Öz Türkçesi ile Democratic Progresss Instute, öz İngilizcesi ile de Demokratik Gelişim Enstitüsü olan kuruluş, dokuz yıl önce bir düşünce kuruluşu[4] olarak İngiltere’de kuruldu. Kurulma amacı yeryüzünde var olan “çatışmaların çözümle sonuçlandırılması” için çalışmalar yürütmek olan bu kuruluş, AKP’lilere göre, KHRP’nin uzantısı, yani PKK’nın bir kuruluşudur.
Kurumun çalışma alanları arasında Türkiye de var.
“PKK’nın İngiltere Temsilciliği” denilen DPI’nin 38 kişiden oluşan bir “Uzmanlar Konseyi” var. Yabancıların büyük bölümünü; Güney Afrika, Güney Amerika, Yemen, Sri Lanka, Kuzey İrlanda, Ruanda, Burundi, Irak, Kosova, Bolivya, Kenya gibi “çatışmalı bölgelerde” görev yapmış siyasetçi, akademisyen, BM veya hükümetlerin özel temsilcileri oluşturmaktadır. İsimlerine burada yer vermeyeceğimiz yabancılardan, sadece, birinden bahsetmekte fayda var.

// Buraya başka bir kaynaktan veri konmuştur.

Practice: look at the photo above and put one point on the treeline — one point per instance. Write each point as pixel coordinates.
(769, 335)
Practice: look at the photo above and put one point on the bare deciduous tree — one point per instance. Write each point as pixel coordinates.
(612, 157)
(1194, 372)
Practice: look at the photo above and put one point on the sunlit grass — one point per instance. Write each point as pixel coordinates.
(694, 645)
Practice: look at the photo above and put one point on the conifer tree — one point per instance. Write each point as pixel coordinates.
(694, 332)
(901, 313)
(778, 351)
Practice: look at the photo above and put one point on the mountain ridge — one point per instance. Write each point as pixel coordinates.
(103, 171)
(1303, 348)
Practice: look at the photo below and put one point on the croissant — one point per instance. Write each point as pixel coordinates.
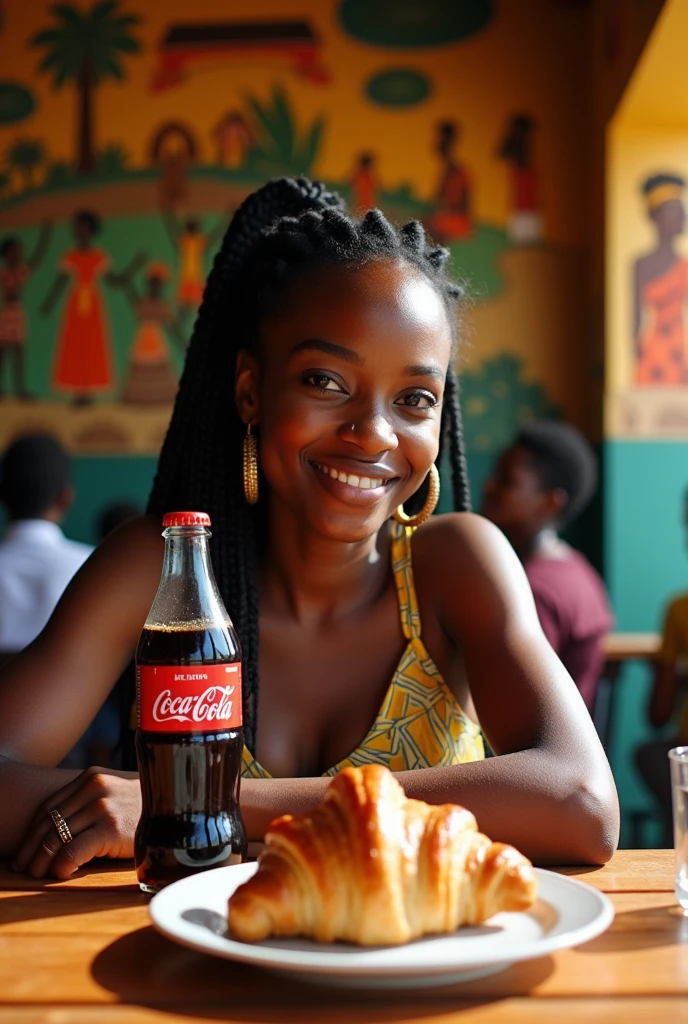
(370, 866)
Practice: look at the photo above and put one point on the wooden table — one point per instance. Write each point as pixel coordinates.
(84, 951)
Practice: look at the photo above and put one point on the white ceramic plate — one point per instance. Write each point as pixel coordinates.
(192, 911)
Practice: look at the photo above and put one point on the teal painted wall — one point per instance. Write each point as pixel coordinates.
(100, 481)
(646, 562)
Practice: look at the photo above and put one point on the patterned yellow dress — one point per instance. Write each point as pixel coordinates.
(421, 724)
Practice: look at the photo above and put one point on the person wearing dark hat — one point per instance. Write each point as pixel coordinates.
(37, 560)
(541, 483)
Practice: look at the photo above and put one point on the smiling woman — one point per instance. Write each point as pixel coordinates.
(331, 341)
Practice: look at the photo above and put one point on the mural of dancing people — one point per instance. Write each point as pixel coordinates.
(660, 288)
(190, 244)
(14, 272)
(525, 219)
(453, 219)
(149, 378)
(83, 366)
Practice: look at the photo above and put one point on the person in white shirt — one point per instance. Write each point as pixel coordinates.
(37, 561)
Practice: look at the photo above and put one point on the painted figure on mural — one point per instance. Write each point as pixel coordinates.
(173, 150)
(364, 184)
(14, 272)
(149, 378)
(190, 243)
(232, 139)
(660, 289)
(83, 363)
(525, 219)
(453, 220)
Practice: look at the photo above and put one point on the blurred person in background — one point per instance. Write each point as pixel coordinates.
(542, 482)
(100, 743)
(37, 560)
(669, 704)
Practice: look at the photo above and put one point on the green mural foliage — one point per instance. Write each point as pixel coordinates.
(16, 102)
(414, 24)
(85, 48)
(496, 399)
(398, 87)
(281, 148)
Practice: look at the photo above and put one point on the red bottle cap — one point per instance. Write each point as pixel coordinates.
(185, 519)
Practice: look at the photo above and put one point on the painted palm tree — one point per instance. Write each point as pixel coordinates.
(85, 48)
(25, 156)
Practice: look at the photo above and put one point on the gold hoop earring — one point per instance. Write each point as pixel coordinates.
(251, 466)
(428, 508)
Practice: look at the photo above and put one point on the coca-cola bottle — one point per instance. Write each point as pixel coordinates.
(188, 697)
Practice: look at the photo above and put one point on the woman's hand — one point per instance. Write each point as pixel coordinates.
(101, 809)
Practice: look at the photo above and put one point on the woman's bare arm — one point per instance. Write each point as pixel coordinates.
(51, 691)
(550, 791)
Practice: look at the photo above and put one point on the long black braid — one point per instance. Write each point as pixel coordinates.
(285, 228)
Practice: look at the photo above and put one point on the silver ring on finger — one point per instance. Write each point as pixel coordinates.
(61, 826)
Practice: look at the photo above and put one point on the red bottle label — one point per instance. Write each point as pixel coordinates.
(179, 698)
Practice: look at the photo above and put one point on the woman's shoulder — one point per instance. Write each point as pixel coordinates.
(467, 548)
(460, 539)
(468, 571)
(141, 536)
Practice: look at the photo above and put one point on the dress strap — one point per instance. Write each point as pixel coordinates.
(403, 579)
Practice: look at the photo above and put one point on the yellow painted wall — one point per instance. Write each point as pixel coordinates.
(527, 58)
(647, 135)
(528, 332)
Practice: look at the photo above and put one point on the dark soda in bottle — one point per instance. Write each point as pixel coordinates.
(188, 696)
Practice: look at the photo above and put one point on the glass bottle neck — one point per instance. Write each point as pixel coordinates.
(187, 594)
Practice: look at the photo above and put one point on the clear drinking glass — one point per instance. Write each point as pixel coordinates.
(679, 762)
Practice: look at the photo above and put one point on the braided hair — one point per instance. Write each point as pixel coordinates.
(283, 229)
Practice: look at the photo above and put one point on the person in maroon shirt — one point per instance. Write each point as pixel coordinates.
(540, 484)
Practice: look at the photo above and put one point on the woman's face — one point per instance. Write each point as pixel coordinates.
(349, 389)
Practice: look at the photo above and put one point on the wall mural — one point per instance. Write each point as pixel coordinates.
(649, 351)
(108, 233)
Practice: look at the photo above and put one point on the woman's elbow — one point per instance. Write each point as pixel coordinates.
(594, 816)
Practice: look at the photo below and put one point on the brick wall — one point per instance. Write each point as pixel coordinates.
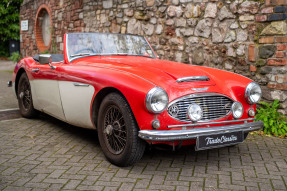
(246, 37)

Bu kişi 2009-2014 yılları arasında yani “açılım” sürecinde Türkiye Büyükelçisi olan ve halen büyük İngiliz Şirketi Goldsmith’in yöneticiliğini yapan Sir David Reddaway’dir.

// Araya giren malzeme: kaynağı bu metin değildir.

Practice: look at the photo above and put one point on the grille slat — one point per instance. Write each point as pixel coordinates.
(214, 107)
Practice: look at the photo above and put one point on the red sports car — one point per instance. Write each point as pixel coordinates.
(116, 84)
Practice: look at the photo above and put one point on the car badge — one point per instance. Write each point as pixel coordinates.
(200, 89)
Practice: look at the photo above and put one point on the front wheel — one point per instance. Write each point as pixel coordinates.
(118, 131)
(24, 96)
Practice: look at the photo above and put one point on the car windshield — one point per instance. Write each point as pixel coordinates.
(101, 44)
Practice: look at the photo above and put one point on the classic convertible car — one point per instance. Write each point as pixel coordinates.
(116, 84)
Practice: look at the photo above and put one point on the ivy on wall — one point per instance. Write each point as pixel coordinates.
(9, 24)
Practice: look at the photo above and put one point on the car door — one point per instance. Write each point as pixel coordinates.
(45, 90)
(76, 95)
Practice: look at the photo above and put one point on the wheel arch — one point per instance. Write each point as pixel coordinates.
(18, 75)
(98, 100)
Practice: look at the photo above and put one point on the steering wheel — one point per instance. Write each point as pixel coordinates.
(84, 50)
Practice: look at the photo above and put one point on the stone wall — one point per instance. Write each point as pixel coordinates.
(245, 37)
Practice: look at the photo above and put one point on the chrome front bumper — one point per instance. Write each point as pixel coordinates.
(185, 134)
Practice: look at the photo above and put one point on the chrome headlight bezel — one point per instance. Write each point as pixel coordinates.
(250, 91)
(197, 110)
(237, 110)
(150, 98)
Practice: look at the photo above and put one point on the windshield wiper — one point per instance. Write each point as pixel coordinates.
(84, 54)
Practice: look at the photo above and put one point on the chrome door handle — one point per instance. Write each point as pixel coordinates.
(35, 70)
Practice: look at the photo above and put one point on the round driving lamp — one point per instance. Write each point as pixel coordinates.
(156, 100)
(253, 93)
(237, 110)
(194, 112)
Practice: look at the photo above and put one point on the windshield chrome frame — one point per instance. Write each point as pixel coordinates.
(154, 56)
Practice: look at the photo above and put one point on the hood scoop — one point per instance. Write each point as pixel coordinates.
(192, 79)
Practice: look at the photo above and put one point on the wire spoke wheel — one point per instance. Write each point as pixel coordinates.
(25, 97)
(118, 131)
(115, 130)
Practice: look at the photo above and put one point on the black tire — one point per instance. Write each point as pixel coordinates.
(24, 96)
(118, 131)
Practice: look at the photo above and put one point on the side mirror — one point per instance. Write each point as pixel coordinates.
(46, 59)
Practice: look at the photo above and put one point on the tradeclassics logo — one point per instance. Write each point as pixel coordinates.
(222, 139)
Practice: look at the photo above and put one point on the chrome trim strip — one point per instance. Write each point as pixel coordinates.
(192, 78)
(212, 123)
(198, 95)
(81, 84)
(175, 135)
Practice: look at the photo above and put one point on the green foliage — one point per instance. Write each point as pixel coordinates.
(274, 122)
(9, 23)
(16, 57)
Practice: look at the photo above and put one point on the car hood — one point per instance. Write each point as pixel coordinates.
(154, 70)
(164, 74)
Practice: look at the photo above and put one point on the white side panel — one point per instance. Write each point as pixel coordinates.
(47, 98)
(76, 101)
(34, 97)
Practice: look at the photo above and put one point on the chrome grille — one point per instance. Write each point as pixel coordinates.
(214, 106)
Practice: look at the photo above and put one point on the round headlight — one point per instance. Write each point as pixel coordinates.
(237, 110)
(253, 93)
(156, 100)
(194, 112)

Konseyin Türk isimlerine gelince; şimdilerde iktidarla mesafeli olan ve Taraf, Radikal, IMC televizyonu, Zaman ve Today’s Zaman gazetelerinden hatırladığımız Ali Bayramoğlu, Cengiz Çandar, Ayşegül Doğan, Prof. Dr. Ahmet İnsel’in yanısıra Prof. Erol Katırcıoğlu, Prof. Dr. Sevtap Yokuş, Bejan Matur ve HDP’li Mithat Sancar ile Ufuk Uras isimleri karşımıza çıkıyor. Bu arada “akil insanlar” da konseyde çöreklenmiş durumdadır: Prof. Dr. Fazıl Hüsnü Erdem, Doç. Dr. Vahap Coşkun, Kadir İnanır, Kezban Hatemi ile Avni Özgürel.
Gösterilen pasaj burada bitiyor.